M8 conformance baseline: 4 advisory failures — HARDENING.md fix work

ROADMAP M8 just landed cross-port. The new spec at [`docs/HARDENING.md`](https://github.com/trendvidia/protowire/blob/main/docs/HARDENING.md) defines the decoder-safety contract every port must enforce against untrusted input; the [adversarial corpus](https://github.com/trendvidia/protowire/tree/main/testdata/adversarial) tests it; the [9-port matrix workflow](https://github.com/trendvidia/protowire/blob/main/.github/workflows/security.yml) runs it on every `protowire` PR.

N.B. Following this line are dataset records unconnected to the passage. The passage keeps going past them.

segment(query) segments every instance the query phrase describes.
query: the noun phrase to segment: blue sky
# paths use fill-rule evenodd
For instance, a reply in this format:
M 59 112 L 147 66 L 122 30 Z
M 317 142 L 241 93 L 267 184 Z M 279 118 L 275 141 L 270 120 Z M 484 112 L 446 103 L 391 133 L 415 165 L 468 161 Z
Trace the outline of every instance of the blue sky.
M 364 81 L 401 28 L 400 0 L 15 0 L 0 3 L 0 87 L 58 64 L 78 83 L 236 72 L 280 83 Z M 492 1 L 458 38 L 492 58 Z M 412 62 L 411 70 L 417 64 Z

Companion `check_decode` reference for this port: [`scripts/check_decode.py`](https://github.com/trendvidia/protowire-python/blob/main/scripts/check_decode.py) (commit `51df4a6`).

The workflow ships in **advisory mode** (`continue-on-error: true`) so failures do not block PRs. This issue tracks driving this port's regressions to zero so we can flip the gate to required for `python`.

## Current baseline — 4 advisory failures (1 crash)

| Corpus | Verdict | Reason |
|---|---|---|
| `pxf/deep-nesting-200.pxf` | `FAIL_VERDICT` | accepted; missing `MaxNestingDepth` cap (heavy lifting in C++ FFI) |
| `pxf/deep-nesting-1000.pxf` | `FAIL_VERDICT` | same |
| `pxf/deep-nesting-100000.pxf` | **`FAIL_CRASH`** | C++ FFI stack overflow leaks through to Python |
| `pxf/invalid-utf8-string.pxf` | `FAIL_VERDICT` | C++ FFI's PXF decoder doesn't enforce UTF-8 on proto3 `string` |

The Python port passes most corpus inputs because:
- `pb/deep-submessage-200.binpb` rejected by `google.protobuf` (which has built-in recursion limits).
- `pb/length-prefix-truncated.binpb` rejected by `google.protobuf`.
- `pxf/long-numeric.pxf` rejected by Python's `int(str)` raising `ValueError` on the int64 parser path.
- `pxf/lone-surrogate.pxf` rejected at the lexer (already validates `ValidRune`).

## What to fix

The 4 PXF failures are all on the C++ FFI side (the `_protowire/module.cc` extension and its `protowire-cpp` dependencies). Two HARDENING.md invariants in protowire-cpp will fix them upstream:

- **§Recursion** — `MaxNestingDepth = 100` cap on the C++ PXF parser/decoder. Tracked in [protowire-cpp's M8 issue]; once that lands, this port inherits the fix automatically. The 100k-deep crash converts to a clean error returned through the FFI.
- **§UTF-8** — strict UTF-8 enforcement on proto3 `string` populating in protowire-cpp's PXF decoder. Same upstream fix.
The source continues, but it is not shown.